Rédigé par Alvyn Severien, en collaboration avec l'équipe scientifique Montaigne Nutrition, sous la supervision médicale du Dr Philippe Peltriaux. Publié le 8 août 2025 · Dernière mise à jour : 24 mai 2026.
Cet article a été rédigé par l'équipe scientifique Montaigne Nutrition, sous la supervision médicale du Dr Philippe Peltriaux, médecin nutritionniste avec 35 ans de pratique en cabinet libéral. Il s'appuie sur 10 études cliniques publiées dans des revues médicales internationales. Temps de lecture : ~16 min.
La perte de poids n'est pas une fin en soi. Ce qui distingue durablement une démarche réussie d'une démarche éphémère, c'est la qualité de la stabilisation qui suit. La Méthode Longévité, dans son architecture, place cette étape au cœur du parcours, non comme une option, mais comme l'aboutissement.
Après la Phase 1 de cétose protéinée encadrée puis la Phase 2 de réintroduction progressive, vient le temps long de la stabilisation. Ce n'est ni une « phase 3 », ni un retour à la vie « d'avant » : c'est l'installation durable d'un nouvel équilibre alimentaire et comportemental, structuré autour de quelques principes clairs.

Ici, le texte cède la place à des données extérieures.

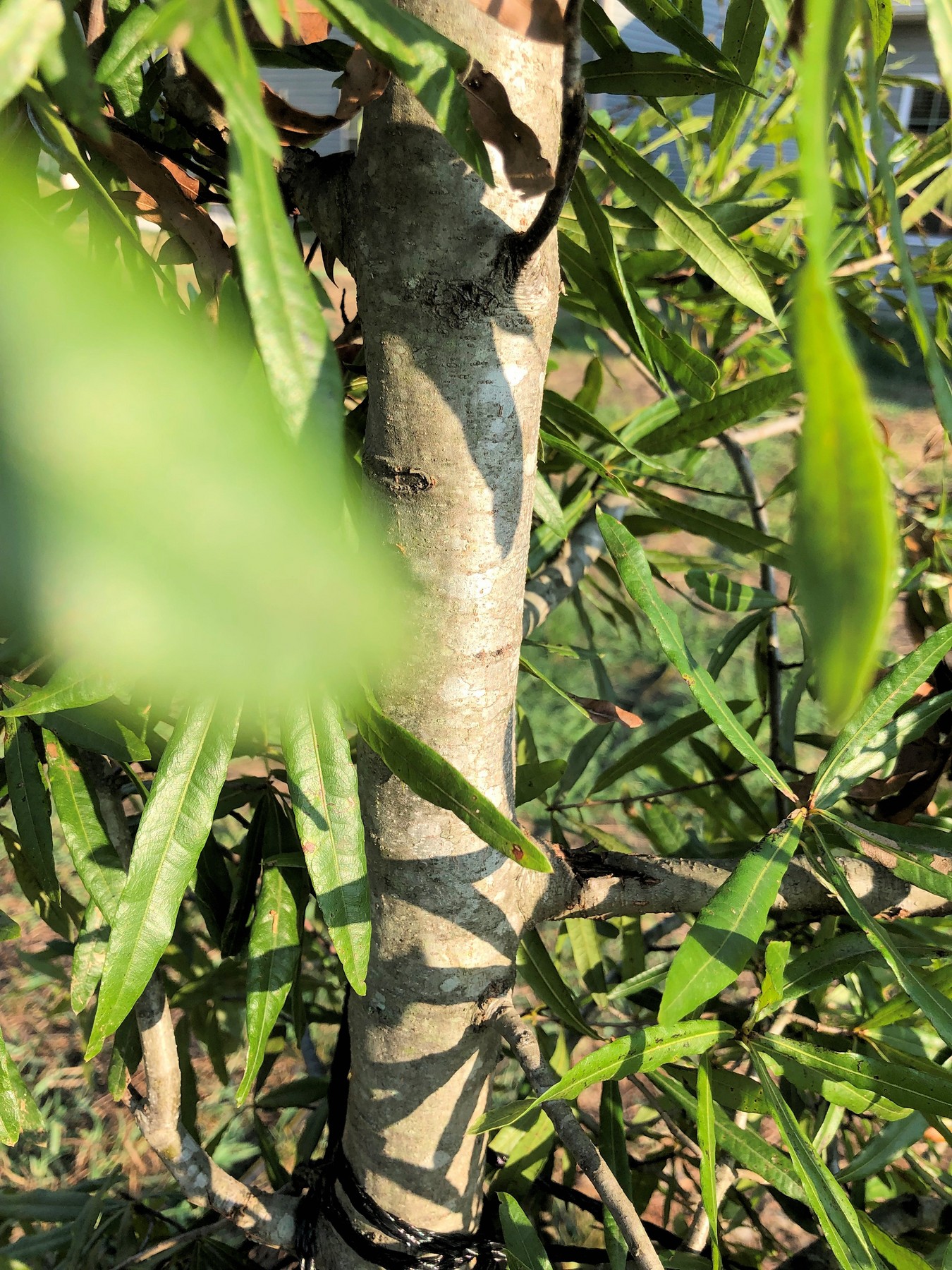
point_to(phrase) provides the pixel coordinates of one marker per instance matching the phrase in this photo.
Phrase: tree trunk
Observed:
(456, 361)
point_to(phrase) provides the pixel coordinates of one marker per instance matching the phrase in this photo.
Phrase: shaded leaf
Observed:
(31, 803)
(27, 27)
(174, 827)
(437, 781)
(877, 709)
(729, 927)
(836, 1214)
(93, 854)
(636, 576)
(539, 972)
(323, 784)
(274, 945)
(685, 225)
(729, 408)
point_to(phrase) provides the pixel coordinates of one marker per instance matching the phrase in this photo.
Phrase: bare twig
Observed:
(768, 582)
(518, 249)
(174, 1241)
(501, 1015)
(614, 885)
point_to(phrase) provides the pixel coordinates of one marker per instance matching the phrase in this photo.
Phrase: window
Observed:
(928, 109)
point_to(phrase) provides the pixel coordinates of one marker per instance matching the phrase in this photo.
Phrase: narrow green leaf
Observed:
(532, 780)
(885, 744)
(431, 65)
(920, 865)
(644, 1051)
(298, 356)
(541, 973)
(730, 533)
(173, 830)
(745, 1146)
(145, 30)
(941, 30)
(936, 1008)
(844, 530)
(696, 373)
(636, 576)
(929, 1092)
(774, 968)
(744, 28)
(877, 709)
(668, 20)
(728, 595)
(884, 1147)
(31, 803)
(729, 927)
(844, 527)
(274, 945)
(587, 957)
(615, 1152)
(93, 854)
(27, 27)
(18, 1111)
(687, 225)
(65, 691)
(88, 958)
(107, 728)
(649, 75)
(895, 1254)
(729, 408)
(707, 1141)
(836, 1214)
(437, 781)
(659, 743)
(523, 1247)
(881, 20)
(323, 784)
(939, 16)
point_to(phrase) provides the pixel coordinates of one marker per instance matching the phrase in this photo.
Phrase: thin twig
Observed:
(518, 249)
(174, 1241)
(768, 583)
(501, 1015)
(264, 1218)
(649, 798)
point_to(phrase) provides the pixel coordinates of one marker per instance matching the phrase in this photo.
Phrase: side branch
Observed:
(518, 249)
(612, 885)
(503, 1016)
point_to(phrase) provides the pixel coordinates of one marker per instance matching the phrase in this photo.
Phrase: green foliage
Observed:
(179, 450)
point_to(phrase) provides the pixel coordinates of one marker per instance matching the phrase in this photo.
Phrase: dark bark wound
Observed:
(396, 479)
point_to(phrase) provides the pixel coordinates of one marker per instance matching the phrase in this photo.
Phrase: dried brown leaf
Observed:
(607, 711)
(536, 19)
(161, 198)
(527, 169)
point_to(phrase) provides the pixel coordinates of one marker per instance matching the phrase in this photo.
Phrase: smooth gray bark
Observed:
(456, 361)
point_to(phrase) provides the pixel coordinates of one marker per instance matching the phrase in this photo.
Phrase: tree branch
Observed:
(317, 184)
(518, 249)
(612, 885)
(264, 1218)
(501, 1015)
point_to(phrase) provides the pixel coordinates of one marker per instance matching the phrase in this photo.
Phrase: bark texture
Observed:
(456, 362)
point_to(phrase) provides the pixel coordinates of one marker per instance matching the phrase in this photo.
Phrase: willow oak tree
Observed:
(733, 291)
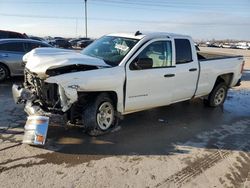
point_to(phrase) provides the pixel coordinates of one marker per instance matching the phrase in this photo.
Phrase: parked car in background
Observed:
(11, 54)
(60, 43)
(73, 42)
(11, 34)
(84, 43)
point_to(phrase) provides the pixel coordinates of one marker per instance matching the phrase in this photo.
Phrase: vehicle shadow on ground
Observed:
(161, 131)
(155, 132)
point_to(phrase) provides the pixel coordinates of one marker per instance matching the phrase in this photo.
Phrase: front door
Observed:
(150, 77)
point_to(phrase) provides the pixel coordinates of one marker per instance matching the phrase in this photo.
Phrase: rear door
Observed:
(186, 71)
(150, 86)
(11, 54)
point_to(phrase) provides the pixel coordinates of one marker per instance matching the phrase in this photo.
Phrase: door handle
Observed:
(169, 75)
(192, 69)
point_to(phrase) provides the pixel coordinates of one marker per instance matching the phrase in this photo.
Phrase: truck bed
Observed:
(205, 56)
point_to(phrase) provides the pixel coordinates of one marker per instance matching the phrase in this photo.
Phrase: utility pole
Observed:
(86, 27)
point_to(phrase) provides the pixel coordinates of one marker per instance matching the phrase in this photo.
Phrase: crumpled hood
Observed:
(41, 59)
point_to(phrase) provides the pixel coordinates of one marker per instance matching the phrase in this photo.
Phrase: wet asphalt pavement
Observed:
(151, 132)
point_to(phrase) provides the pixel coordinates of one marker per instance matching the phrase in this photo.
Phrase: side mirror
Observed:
(143, 63)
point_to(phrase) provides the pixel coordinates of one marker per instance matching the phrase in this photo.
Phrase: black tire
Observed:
(4, 72)
(217, 96)
(93, 114)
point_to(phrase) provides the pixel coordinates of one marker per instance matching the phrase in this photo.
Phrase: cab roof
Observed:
(149, 35)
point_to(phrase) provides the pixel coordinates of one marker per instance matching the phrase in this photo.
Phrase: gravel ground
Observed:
(181, 145)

Cet article expose ce qu'est la stabilisation au long cours dans la Méthode Longévité, pourquoi le rebond pondéral est si fréquent dans la pratique générale, et quels sont les piliers qui rendent la stabilisation possible, y compris pour les profils ayant utilisé un analogue du GLP-1.
Qu'est-ce que la stabilisation dans la Méthode Longévité ?

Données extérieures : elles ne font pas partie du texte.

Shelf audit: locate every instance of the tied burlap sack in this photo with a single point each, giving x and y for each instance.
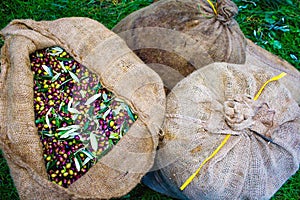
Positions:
(263, 149)
(119, 69)
(258, 56)
(175, 37)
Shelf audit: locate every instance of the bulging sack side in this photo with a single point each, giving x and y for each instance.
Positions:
(175, 37)
(231, 132)
(119, 69)
(255, 55)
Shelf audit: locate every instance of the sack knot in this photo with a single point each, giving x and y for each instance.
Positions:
(239, 112)
(226, 10)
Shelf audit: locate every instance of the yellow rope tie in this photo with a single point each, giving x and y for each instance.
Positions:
(213, 7)
(190, 179)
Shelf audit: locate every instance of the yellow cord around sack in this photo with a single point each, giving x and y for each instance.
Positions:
(190, 179)
(213, 7)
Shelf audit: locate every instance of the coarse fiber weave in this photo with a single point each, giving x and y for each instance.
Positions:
(262, 152)
(175, 37)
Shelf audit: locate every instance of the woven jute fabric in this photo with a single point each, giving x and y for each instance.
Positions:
(119, 70)
(260, 57)
(262, 152)
(175, 37)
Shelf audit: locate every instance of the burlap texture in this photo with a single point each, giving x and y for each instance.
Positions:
(218, 100)
(119, 69)
(184, 35)
(260, 57)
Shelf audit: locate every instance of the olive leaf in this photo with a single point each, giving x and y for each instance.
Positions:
(129, 113)
(94, 141)
(73, 110)
(63, 66)
(74, 77)
(47, 117)
(83, 93)
(77, 163)
(87, 153)
(114, 136)
(69, 127)
(86, 161)
(48, 70)
(106, 113)
(54, 51)
(55, 77)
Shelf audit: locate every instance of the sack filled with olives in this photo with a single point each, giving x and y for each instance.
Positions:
(79, 111)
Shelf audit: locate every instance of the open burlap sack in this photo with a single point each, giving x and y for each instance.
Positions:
(260, 57)
(263, 136)
(175, 37)
(119, 69)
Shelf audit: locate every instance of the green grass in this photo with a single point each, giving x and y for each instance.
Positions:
(272, 24)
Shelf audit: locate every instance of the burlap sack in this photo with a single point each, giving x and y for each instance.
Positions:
(175, 37)
(260, 57)
(119, 69)
(262, 152)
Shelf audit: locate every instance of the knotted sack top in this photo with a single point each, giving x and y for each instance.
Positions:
(247, 139)
(119, 70)
(184, 35)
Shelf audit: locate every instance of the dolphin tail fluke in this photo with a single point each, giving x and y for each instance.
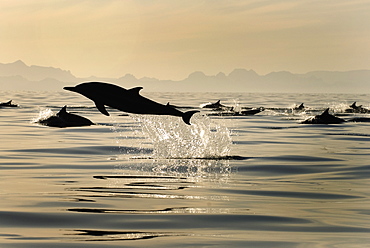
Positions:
(187, 115)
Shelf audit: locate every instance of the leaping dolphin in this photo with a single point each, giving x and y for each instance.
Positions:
(105, 94)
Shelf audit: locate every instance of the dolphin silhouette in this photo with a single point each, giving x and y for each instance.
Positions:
(105, 94)
(65, 119)
(8, 104)
(324, 118)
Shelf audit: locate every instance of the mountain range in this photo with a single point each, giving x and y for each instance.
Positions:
(19, 76)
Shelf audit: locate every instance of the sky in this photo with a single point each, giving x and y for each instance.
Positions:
(169, 39)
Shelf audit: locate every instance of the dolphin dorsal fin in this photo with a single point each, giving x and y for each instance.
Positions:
(326, 112)
(62, 111)
(101, 108)
(135, 90)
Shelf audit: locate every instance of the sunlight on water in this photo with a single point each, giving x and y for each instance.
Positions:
(171, 138)
(42, 115)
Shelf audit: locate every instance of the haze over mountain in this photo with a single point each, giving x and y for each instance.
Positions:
(19, 76)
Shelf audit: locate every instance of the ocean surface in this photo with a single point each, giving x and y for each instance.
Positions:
(152, 181)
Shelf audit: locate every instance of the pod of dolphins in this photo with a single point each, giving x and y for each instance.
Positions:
(130, 101)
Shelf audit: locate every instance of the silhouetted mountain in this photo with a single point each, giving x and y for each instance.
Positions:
(33, 72)
(19, 76)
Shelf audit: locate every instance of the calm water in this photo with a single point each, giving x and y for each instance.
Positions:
(149, 181)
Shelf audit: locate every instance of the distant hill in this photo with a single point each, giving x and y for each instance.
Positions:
(19, 76)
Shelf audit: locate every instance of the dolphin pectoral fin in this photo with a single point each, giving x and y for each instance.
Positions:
(187, 115)
(63, 111)
(101, 108)
(135, 90)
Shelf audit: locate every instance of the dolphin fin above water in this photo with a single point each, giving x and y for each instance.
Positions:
(126, 100)
(135, 90)
(187, 116)
(101, 108)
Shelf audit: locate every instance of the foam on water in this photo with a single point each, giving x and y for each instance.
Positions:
(42, 115)
(171, 138)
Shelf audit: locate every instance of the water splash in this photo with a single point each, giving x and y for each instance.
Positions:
(43, 115)
(171, 138)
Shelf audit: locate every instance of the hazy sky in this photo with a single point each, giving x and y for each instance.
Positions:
(169, 39)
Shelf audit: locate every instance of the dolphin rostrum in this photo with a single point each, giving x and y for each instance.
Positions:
(105, 94)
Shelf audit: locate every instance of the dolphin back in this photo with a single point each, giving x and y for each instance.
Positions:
(187, 116)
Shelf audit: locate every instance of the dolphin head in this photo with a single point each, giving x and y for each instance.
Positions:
(90, 90)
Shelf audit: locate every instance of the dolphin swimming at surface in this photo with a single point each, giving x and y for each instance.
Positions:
(65, 119)
(127, 100)
(8, 104)
(324, 118)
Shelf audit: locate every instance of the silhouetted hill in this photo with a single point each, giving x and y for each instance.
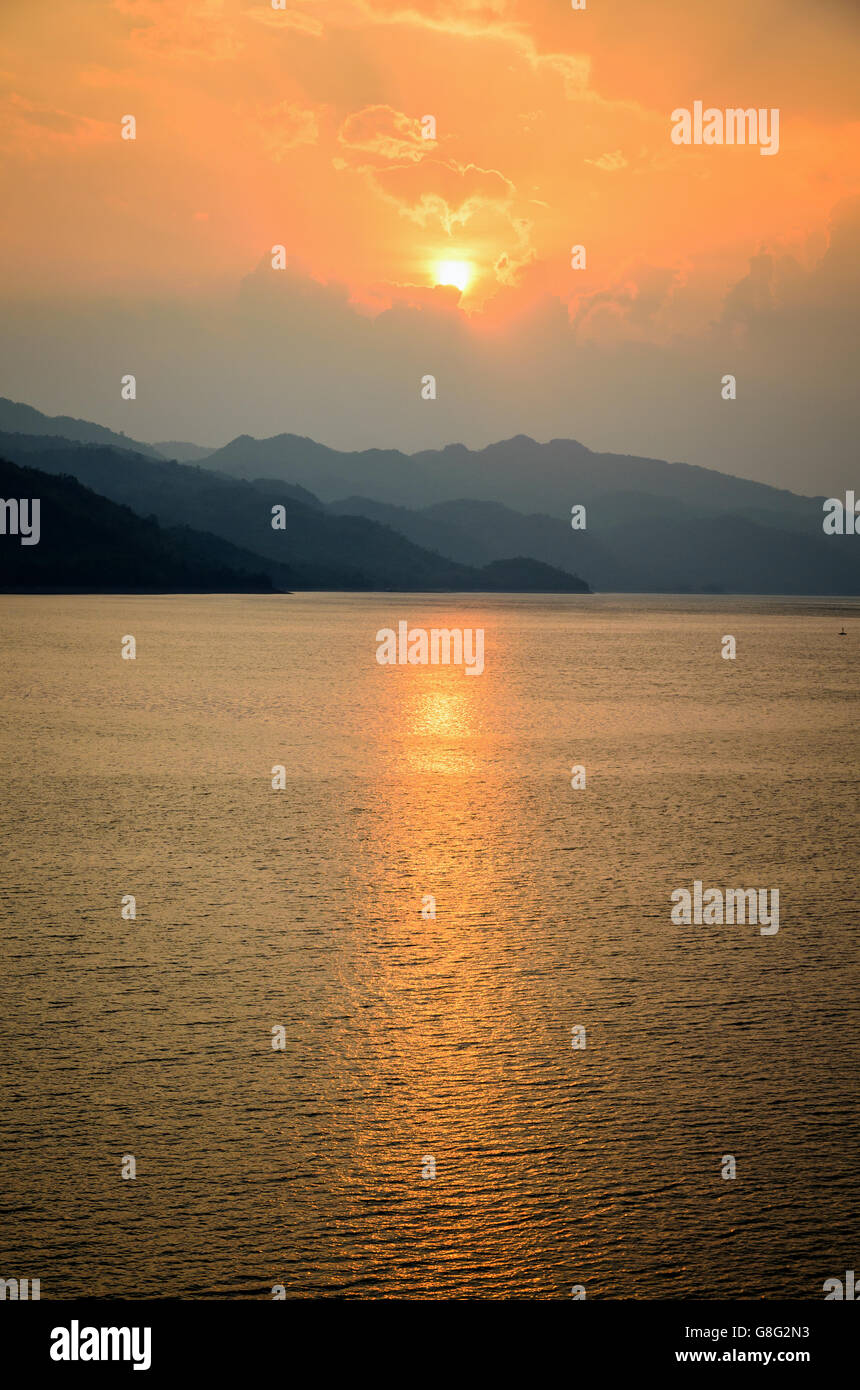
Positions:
(88, 544)
(518, 473)
(639, 545)
(20, 419)
(321, 551)
(181, 451)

La stabilisation est le temps long du parcours Longévité. Elle débute lorsque la Phase 2 est complète et l'autonomie alimentaire installée, et se prolonge sans limite de durée définie. Elle ne porte pas de nom de phase pour une raison précise : elle n'est plus un protocole en soi, mais un mode d'alimentation et de vie.
Le modèle 80/20
La stabilisation Longévité s'organise autour d'une répartition macronutritionnelle 50 % glucides, 30 % lipides, 20 % protéines. Le principe « 80/20 » exprime la souplesse comportementale : 80 % du temps dans le cadre, 20 % du temps en flexibilité assumée, sans culpabilité.
La sécurité au long cours d'une approche structurée associant restriction glucidique encadrée et apport protéique maintenu a par ailleurs été documentée sur un suivi à un an dans une cohorte de patients diabétiques de type 2[10], ce qui conforte la cohérence du modèle de stabilisation Longévité avec les données cliniques disponibles.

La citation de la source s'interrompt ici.